Encounters with the tengu (mountain demons) are a recurring theme in Shotokan's Secret, Expanded Edition.
The samurai training schools (the bugei ryuha) all had a foundation myth. The founder of the school retreats into the mountains and becomes a yamabushi, a warrior hermit. He devotes himself to his training, forsaking all worldly interests, while praying for inspiration. After years of training, a tengu (a flying demon) takes pity on him. (In Japanese art, the tengu look a lot like the Flying Monkeys from The Wizard of Oz.) See the image of a tengu here.
The demon comes in the dead of night to whisper secrets in the master's ear. These secrets become the foundation of the new martial art.
I identify with those ancient yamabushi with their terrifying nightmares. I live in the Sierra Nevada mountains of California. I do kata in my sleep, much to the annoyance of my wife. I often awaken in the middle of the night with some new inspiration hot on my mind. Was my subconscious at work on the problem as I slept? Or was I visited by a tengu who whispered a secret in my ear? I don’t believe in demons, but that doesn’t seem to matter. They talk to me anyway!

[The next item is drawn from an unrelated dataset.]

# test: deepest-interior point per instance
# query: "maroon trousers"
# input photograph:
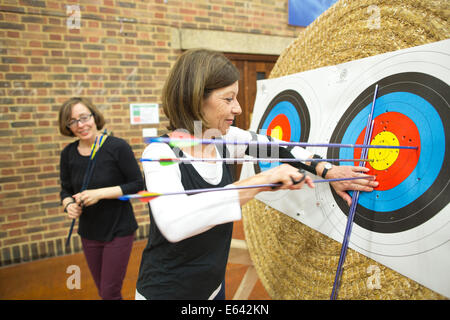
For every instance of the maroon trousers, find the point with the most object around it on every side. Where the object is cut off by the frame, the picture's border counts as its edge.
(108, 263)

Many of the kata interpretations detailed in Shotokan's Secret, Expanded Edition came to me in nightmares that I shudder to recall. In one I beat a samurai senseless with his own helmet, which was the key to understanding heian yondan. These nightmares were as frequent as they were intense.
But now the book is finished. The mad year of writing, photographing, and revision is finally over. It is out of my hands, now and forever.
And the nightmares have stopped. I'm sleeping through the night for the first time in ages.
Don't ask me what it costs to write a book like Shotokan's Secret. The cost is high.